Drogas psicodélicas podem ser medida eficaz de prevenção do suicídio?

Flickr

A nova onda de pesquisas sobre o uso médico de drogas psicodélicas sugere que essas substâncias podem ser promissoras como intervenções terapêuticas para vários problemas mentais. E, segundo um novo estudo, os psicodélicos “clássicos” – psilocibina (cogumelos mágicos), LSD e mescalina – também podem ser uma medida eficaz de prevenção do suicídio.

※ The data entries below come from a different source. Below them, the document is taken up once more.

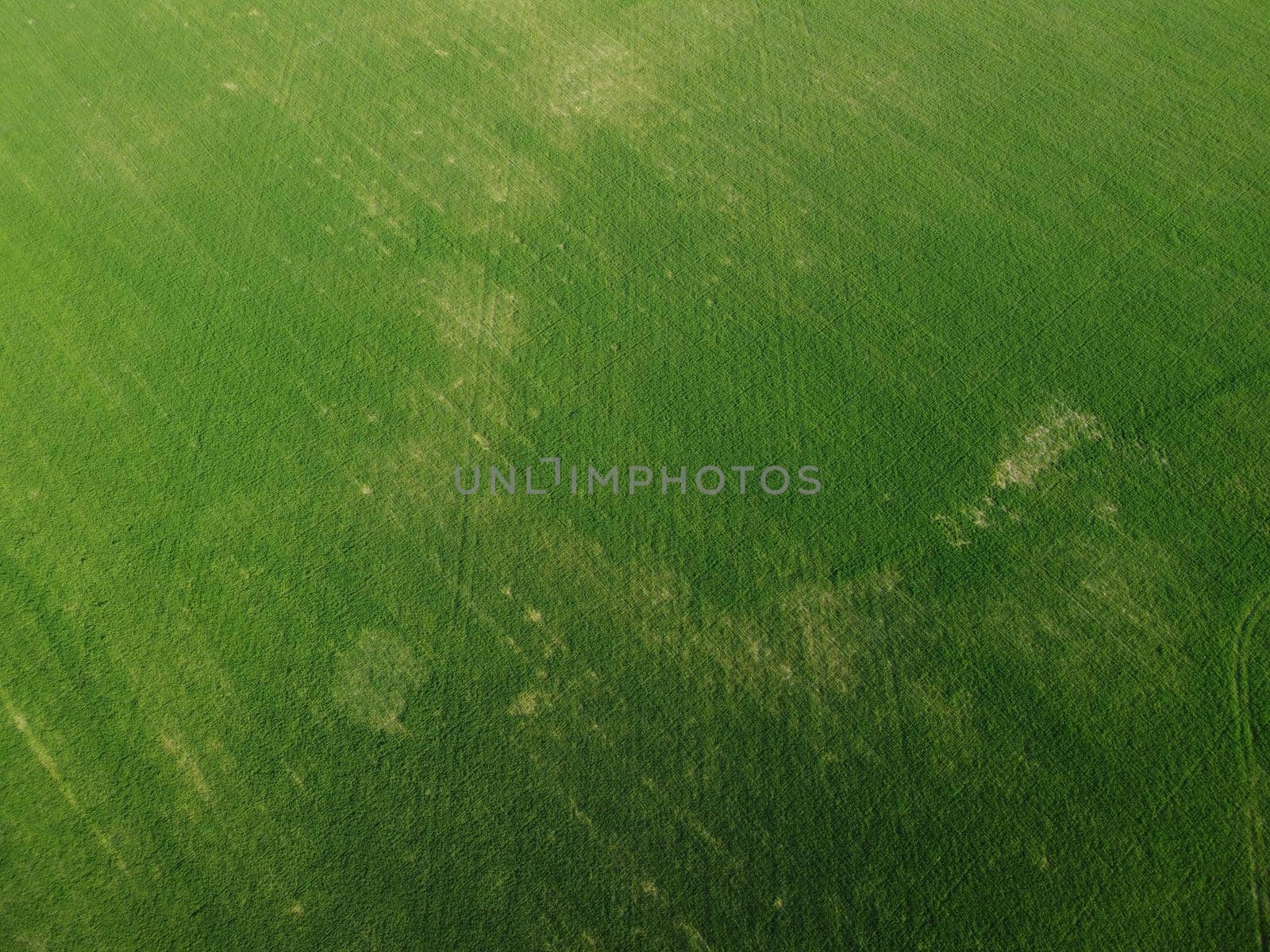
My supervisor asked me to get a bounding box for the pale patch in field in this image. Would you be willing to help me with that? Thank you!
[333,630,428,734]
[506,689,551,717]
[932,402,1114,547]
[419,262,525,354]
[992,405,1103,489]
[548,40,652,122]
[159,734,212,800]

Pesquisadores da Universidade do Alabama em Birminghamon estudaram dados de 190 000 americanos adultos, coletados entre 2008 e 2012 como parte da Pesquisa Nacional Sobre Uso de Drogas e Saúde. Os dados indicaram que o uso de drogas psicodélicas a vida inteira estavam associado a reduções de 19% nas perturbações psicológicas no mês anterior, de 14% nos pensamentos suicidas no ano anterior e de 29% nos planos de suicídio no ano anterior. Os usuários de drogas psicodélicas apresentavam probabilidade 36% menor de tentar suicídio no ano anterior. Pessoas que usaram drogas não-psicodélicas a vida toda, por outro lado, apresentavam maior probabilidade de cometer suicídio.

O estudo não responde por que o uso dessas substâncias tem relação com a menor incidência de distúrbios psicológicos e intenções suicidas, mas sugere que mais pesquisas sejam feitas para determinar se elas podem ser usadas como medida preventiva de suicídios.

“Apesar dos avanços nos tratamentos de saúde mental, as taxas de suicídio não caíram nos últimos 60 anos. Intervenções novas e potencialmente mais eficazes precisam ser exploradas”, disse Peter S. Hendricks, professor-assistente do Departamento de Comportamento de Saúde da universidade e líder do estudo. “Esse estudo abre o caminho para pesquisas futuras que testem a eficácia de psicodélicos clássicos em relação à prevenção de suicídios, além de patologias associadas ao alto risco de suicídio (como distúrbios afetivos, vício e traços de personalidade impulsiva-agressiva).”

Um corpo crescente de pesquisas mostra que os psicodélicos podem ser intervenções terapêuticas promissoras para casos de ansiedade, depressão, transtorno obsessivo-compulsivo, e transtorno do estresse pós-traumático.

É importante notar, entretanto, que essas pesquisas são realizadas em ambientes clínicos controlados – o uso de psicodélicos de forma recreativa não é recomendado para o tratamento de doenças mentais. Ainda assim, essa e outras descobertas sugerem que, sob as condições adequadas, os psicodélicos podem ser uma intervenção não-farmacêutica promissora.

“As evidências sugerem que psicodélicos clássicos podem ter o potencial de aliviar o sofrimento humano associado às doenças mentais”, concluem os pesquisadores. “Novos estudos rigorosos são necessários para entender melhor essas substâncias, com o objetivo final de tirar vantagem de suas capacidades terapêuticas latentes.”

Os resultados foram publicados na revista Psychopharmacology.

Este artigo foi originalmente publicado pelo HuffPost US e traduzido do inglês.